In the Season 4 Brady Bunch episode, “Bobby’s Hero,” Bobby Brady (the youngest of the three boys in the family and the second-youngest child in the family period next to Susan Olsen’s Cindy Brady) gets into some trouble at school for writing a report about how Jesse James was his hero. The principal of the school calls Bobby’s parents to explain that he thinks it is concerning that Bobby thinks a murderer like Jesse James was his hero.
Mike and Carol Brady try to get Bobby to ease up on his love of James, but Bobby thinks they’re crazy (there’s a weird bit where they decide to let him see a violent movie about James, but the movie has been so heavily edited for television that the film makes James look like a swell guy). Finally, Mike gets a hold of an old man (played by the great old man character, Burt Mustin, whose acting career STARTED when he was 67) who had written a book about Jesse James and whose father had been murdered by James and he talks to Bobby about the reality of Jesse James.
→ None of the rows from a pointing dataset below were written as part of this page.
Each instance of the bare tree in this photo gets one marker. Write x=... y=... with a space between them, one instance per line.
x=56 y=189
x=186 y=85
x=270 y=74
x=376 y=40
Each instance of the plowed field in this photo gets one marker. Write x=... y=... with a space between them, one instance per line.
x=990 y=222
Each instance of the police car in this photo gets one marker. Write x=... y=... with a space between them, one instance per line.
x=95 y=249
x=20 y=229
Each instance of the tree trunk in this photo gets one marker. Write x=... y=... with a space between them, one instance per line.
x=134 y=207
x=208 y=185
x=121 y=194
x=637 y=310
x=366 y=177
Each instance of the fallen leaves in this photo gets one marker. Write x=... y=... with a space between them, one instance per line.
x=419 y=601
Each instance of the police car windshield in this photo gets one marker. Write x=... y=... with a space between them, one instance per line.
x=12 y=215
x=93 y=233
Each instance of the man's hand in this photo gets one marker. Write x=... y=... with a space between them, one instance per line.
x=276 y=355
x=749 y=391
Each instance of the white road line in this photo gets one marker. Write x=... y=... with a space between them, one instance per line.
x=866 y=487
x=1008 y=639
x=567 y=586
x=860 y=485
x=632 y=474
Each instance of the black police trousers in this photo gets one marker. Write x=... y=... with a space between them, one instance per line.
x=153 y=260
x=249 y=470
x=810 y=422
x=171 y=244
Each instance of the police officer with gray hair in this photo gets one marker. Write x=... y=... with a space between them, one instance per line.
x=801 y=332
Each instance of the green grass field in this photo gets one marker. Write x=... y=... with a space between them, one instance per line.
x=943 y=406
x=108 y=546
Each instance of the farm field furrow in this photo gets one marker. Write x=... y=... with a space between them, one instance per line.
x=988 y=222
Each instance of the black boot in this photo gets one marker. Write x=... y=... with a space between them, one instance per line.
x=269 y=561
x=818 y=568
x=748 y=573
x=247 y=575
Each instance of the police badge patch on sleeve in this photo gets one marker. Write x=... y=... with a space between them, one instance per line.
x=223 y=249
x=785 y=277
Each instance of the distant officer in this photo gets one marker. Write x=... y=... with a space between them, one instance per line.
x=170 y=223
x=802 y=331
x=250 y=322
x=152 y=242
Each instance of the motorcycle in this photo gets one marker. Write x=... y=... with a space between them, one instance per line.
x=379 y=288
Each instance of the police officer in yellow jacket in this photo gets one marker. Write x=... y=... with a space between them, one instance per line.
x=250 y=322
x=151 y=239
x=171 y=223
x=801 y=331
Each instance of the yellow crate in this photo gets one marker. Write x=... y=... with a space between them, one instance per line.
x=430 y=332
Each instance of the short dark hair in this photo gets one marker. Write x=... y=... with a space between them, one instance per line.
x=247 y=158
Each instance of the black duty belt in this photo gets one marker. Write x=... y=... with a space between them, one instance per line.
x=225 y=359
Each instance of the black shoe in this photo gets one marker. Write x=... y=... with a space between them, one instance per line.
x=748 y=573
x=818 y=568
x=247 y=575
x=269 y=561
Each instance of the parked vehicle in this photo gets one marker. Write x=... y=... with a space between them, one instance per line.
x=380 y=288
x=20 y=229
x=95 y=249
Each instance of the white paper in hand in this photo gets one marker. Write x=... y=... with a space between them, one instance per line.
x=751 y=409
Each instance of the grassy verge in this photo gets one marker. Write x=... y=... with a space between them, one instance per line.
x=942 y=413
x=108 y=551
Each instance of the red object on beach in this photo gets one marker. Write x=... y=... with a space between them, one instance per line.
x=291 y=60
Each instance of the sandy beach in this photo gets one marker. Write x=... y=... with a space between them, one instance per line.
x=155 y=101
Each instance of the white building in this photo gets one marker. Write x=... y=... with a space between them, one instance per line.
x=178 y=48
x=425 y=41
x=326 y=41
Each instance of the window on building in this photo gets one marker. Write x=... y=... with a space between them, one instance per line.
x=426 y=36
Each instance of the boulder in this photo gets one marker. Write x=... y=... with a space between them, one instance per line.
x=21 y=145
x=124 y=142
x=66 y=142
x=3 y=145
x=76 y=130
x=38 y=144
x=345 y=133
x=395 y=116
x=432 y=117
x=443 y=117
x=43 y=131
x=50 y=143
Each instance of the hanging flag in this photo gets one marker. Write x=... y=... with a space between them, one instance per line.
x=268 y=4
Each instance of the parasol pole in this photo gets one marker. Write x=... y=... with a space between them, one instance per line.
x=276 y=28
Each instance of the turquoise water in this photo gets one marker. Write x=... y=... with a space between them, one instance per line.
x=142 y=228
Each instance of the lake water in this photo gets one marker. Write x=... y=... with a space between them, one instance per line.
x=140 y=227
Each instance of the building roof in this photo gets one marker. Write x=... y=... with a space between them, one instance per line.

https://twitter.com/MinyaJr327/status/1290623706243440640
That night, Bobby has a nightmare where Jesse James murders the entire Brady clan…
It’s an oddly intense sequence (Jesse James says “Bang” instead of actually firing a gun because the producers felt it would have freaked the audience of the episode out too much otherwise). Bobby freaks the heck out, and when he wakes up, he tells his parents that he no longer is interested in Jesse James and doesn’t want anything to do with guns period.
Lookinland gave an oddly emotional performance in the dream sequence, and as it turns out, producer Lloyd Schwartz took the young actor aside before the scene (which they had intentionally not rehearsed with Lookinland yet) and told him to imagine all sorts of horrible things, like his family being murdered in front of him, and then put him into the scene and got the reaction on the first take. He then took Lookinland off the set and let him decompress following the scene.
It seems to have worked for the scene, but boy, I don’t think it makes a whole lot of scene to essentially emotionally torture a 12-year-old just to get a good reaction for a scene on the Brady Bunch.
If you have any other good examples of behind the scenes stuff affecting shows and films, drop me a line at brian@popculturereferences.com (my pal, Kelvin, already sent in a good one I’ll be using soon!).
This reminds me of the story about how during the filming of A Tree Grows in Brooklyn, the director Elia Kazan get an emotional performance from young Peggy Ann Garner by reminding her of her father serving overseas in World War II. Method for minors.
also when they gave Bobby other examples of real great men to emulate and Wilt Chamberlain being one of them bobby went on to knock Wilt for being tall and Black 😱 I still remember that like it was yesterday
It seems to have worked for the scene, but boy, I don’t think it makes a whole lot of scene to essentially emotionally torture a 12-year-old just to get a good reaction for a scene onThe Brady Bunch.
At least the director didn’t threaten to shoot his dog.